US and Russian "military dolphins" specially trained in combat could face off for the first time in an epic underwater battle, as tensions in Ukraine deteriorate further.
Ukraine's combat dolphins have already raised their fins in allegiance to the Motherland, switching their loyalties to the Russian Navy when it took over Crimea.
Now there are reports the US could position its dolphins in the Black Sea as part of NATO exercises during the northern hemisphere summer.
Russian newspaper Izvestia reports this has led to the Black Sea becoming a tense focal point for Russian and Western navies.
The paper wrote that according to a statement by Tom LaPuzza, spokesman for the US Navy's marine mammals program, twenty dolphins and ten sea lions will be in the Black Sea to train in an area traditionally dominated by the Russian navy.
“It may so happen that American and Russian military dolphins will meet in the open sea for the first time," he said.
“It is known that such dolphins are trained only in Russia and the USA.”
The combat dolphins are trained to identify underwater military threats, including spy equipment, enemy scuba divers (known as frogmen), or mines on the ocean floor.

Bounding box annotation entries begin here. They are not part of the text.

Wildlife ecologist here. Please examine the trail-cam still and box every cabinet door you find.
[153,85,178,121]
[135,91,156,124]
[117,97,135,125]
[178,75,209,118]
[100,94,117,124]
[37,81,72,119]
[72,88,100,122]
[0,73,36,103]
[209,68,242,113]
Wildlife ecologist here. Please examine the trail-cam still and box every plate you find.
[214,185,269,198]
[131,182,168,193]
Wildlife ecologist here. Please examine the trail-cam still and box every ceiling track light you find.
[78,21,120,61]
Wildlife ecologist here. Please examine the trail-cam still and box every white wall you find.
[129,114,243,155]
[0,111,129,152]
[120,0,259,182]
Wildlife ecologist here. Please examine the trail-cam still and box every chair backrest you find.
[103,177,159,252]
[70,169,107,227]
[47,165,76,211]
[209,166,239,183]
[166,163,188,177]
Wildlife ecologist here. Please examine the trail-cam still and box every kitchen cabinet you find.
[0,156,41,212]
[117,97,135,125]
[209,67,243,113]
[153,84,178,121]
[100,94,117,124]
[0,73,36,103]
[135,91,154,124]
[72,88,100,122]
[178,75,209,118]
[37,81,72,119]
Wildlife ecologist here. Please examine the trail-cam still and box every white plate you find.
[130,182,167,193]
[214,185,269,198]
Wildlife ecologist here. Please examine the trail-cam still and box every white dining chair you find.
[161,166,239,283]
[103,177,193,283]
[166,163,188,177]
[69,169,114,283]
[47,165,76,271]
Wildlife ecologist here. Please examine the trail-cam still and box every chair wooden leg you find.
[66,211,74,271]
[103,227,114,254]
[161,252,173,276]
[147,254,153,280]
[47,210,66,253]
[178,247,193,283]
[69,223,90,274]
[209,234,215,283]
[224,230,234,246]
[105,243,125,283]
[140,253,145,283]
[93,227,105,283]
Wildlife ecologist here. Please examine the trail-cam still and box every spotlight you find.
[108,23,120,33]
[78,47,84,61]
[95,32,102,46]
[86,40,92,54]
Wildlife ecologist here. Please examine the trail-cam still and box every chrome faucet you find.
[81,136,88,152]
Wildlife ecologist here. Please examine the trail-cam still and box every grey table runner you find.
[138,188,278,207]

As ludicrous as such a programme may sound to the untrained ear, dolphins have a sensitivity underwater which far exceeds the most advanced man-made sonar systems. Dolphins can also allegedly distinguish foreign and friendly submarines by the sound of their propellers.
It has oft-been rumoured that Soviet forces once trained killer dolphins, equipped with hypodermic needles loaded with carbon dioxide. In 2012, it was reported that the Ukrainian navy planned to resurrect the concept of dolphin assassins, by training them to attack enemy combat swimmers using special knives or pistols fixed to their heads.

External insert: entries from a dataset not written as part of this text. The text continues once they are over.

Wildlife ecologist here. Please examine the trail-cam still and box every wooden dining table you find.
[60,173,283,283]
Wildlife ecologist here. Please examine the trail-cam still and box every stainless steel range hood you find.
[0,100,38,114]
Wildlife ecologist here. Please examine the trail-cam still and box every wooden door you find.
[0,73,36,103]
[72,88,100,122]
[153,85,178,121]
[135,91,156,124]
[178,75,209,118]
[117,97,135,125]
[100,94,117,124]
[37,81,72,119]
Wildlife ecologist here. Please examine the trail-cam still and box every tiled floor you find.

After the breakup of the Soviet Union, the dolphin program was handed to the Ukrainian navy. The dolphins were initially retrained to work with disabled children and for other civilian uses. Military training was restarted in 2011.
The program, dating back to the 1960s, was due to be disbanded by the Ukrainian navy in April but Russia has decided instead to develop new equipment to boost the dolphin’s “operational efficiency”.